Dr Christian Klein (Roche Pharma Research and Early Development, Roche Glycart AG, Schlieren, Switzerland) talks to ecancertv at the 1st Immunotherapy of Cancer Conference ( ITOC ) meeting in Munich. He describes a novel class of monomeric tumour-targeted immunocytokines that comprise a single IL-2 variant (IL2v) with abolished CD25 binding that is fused to the C-terminus of a tumour specific antibody with a heterodimeric Fc devoid of FcgR and C1q binding. For tumour targeting, human/humanized high affinity antibodies against CEA or FAP were selected. CEA- and FAP-IL2v activity was tested on effector cells by assessing the activation of P-STAT5, cell proliferation, sensitivity to Fas-induced apoptosis, expression of activation markers and cytokine release upon treatment. Compared to classical IL-2-based immunocytokines, CEA-IL2v and FAP-IL2v demonstrate superior safety, PK and tumour targeting due to abolished CD25 binding, monovalency and high-affinity to tumour antigens while failing to preferentially induce Tregs. CEA-IL2v and FAP-IL2v retain the capacity to activate and expand NK and CD8 effector T cells both in the periphery and tumour microenvironment supporting their further nonclinical and clinical investigation for immunotherapy of cancer.

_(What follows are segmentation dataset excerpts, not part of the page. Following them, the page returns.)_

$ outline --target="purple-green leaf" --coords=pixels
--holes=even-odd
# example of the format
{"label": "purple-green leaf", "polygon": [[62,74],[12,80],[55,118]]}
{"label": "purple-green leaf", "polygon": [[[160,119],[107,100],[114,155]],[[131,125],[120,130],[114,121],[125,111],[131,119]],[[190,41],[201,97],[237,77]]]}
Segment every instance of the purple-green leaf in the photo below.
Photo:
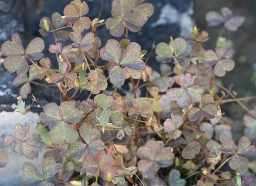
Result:
{"label": "purple-green leaf", "polygon": [[88,145],[90,155],[95,156],[100,150],[104,149],[104,143],[101,140],[98,140],[100,133],[96,127],[82,125],[79,128],[79,134]]}
{"label": "purple-green leaf", "polygon": [[169,186],[185,186],[186,180],[180,178],[180,172],[177,169],[172,169],[168,176]]}
{"label": "purple-green leaf", "polygon": [[60,163],[56,163],[53,157],[44,158],[42,161],[42,173],[45,179],[49,179],[63,168]]}
{"label": "purple-green leaf", "polygon": [[97,94],[100,91],[106,89],[106,78],[101,69],[96,68],[95,70],[92,70],[89,77],[91,81],[88,83],[87,87],[93,94]]}
{"label": "purple-green leaf", "polygon": [[74,0],[64,9],[64,19],[69,23],[73,24],[74,31],[78,33],[88,30],[91,25],[91,20],[88,17],[83,16],[89,12],[88,5],[85,2]]}
{"label": "purple-green leaf", "polygon": [[124,75],[119,66],[115,66],[109,69],[110,82],[116,87],[120,87],[124,84]]}
{"label": "purple-green leaf", "polygon": [[[251,112],[256,115],[256,108]],[[254,139],[256,137],[256,119],[246,114],[244,116],[244,124],[246,126],[245,136],[250,140]]]}
{"label": "purple-green leaf", "polygon": [[0,150],[0,168],[3,168],[7,165],[8,155],[6,152]]}
{"label": "purple-green leaf", "polygon": [[[56,30],[67,24],[65,20],[58,12],[52,15],[52,20],[47,17],[44,17],[40,20],[39,26],[41,29],[39,32],[44,36],[48,36],[53,32],[53,36],[57,41],[66,41],[69,39],[69,32],[66,30]],[[50,32],[51,31],[51,32]]]}
{"label": "purple-green leaf", "polygon": [[145,178],[152,178],[157,172],[156,167],[167,167],[173,164],[174,154],[172,147],[160,147],[159,143],[149,140],[144,146],[138,149],[138,170]]}
{"label": "purple-green leaf", "polygon": [[250,145],[250,140],[246,137],[242,137],[237,146],[231,138],[227,138],[222,141],[223,147],[220,149],[223,152],[229,153],[233,155],[229,161],[229,165],[233,170],[239,168],[246,169],[249,166],[249,162],[245,156],[250,156],[256,154],[256,147]]}
{"label": "purple-green leaf", "polygon": [[[22,173],[25,176],[22,180],[20,184],[22,185],[32,185],[33,184],[42,181],[44,178],[40,174],[37,169],[31,163],[25,162],[22,166]],[[25,184],[25,183],[30,184]]]}
{"label": "purple-green leaf", "polygon": [[200,149],[200,144],[196,141],[193,141],[186,145],[182,150],[181,155],[185,159],[193,159],[196,154],[199,153]]}
{"label": "purple-green leaf", "polygon": [[28,145],[23,141],[29,131],[30,126],[28,123],[25,123],[24,126],[19,123],[17,123],[14,127],[16,137],[13,136],[7,136],[5,138],[5,144],[6,145],[14,145],[13,151],[18,153],[20,149],[22,149],[24,155],[29,159],[34,159],[38,156],[39,148],[38,147]]}
{"label": "purple-green leaf", "polygon": [[181,116],[175,115],[173,113],[171,114],[171,116],[172,119],[168,118],[163,123],[164,128],[166,132],[172,134],[174,132],[174,139],[176,140],[181,136],[182,133],[178,129],[183,123],[183,119]]}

Dr Karl-Josef Kallen (Principal Scientific Fellow, CureVac Gmbh) talks to ecancertv at the 1st Immunotherapy of Cancer Conference ( ITOC ) in Munich. CureVac have developed Messenger RNA vaccines through mouse models which are now being tested in Phase I and II trials. mRNA is known as a nucleic acid molecule that encodes proteins but it is highly unstable so difficult use, however the team have found a stable method to use it. The vaccines can enhance protein expression by around 100,000 times, increase T-Cell memory response, and are suitable for use in combination with anti-PD1 antibodies. The vaccines activate the immune system and are relatively cheap to produce. The team combined several antigens in one vaccine cocktail, a method designed to increase improved survival. A phase I trial in prostate carcinoma was carried out increasing median overall survival from 16.5 (predicted by the Halabi nomogram score) to 31 months with 44 patients, and a phase IIb trial is underway with 200 patients. Investigations are also underway in the neo-adjuvant setting and in NSCLC.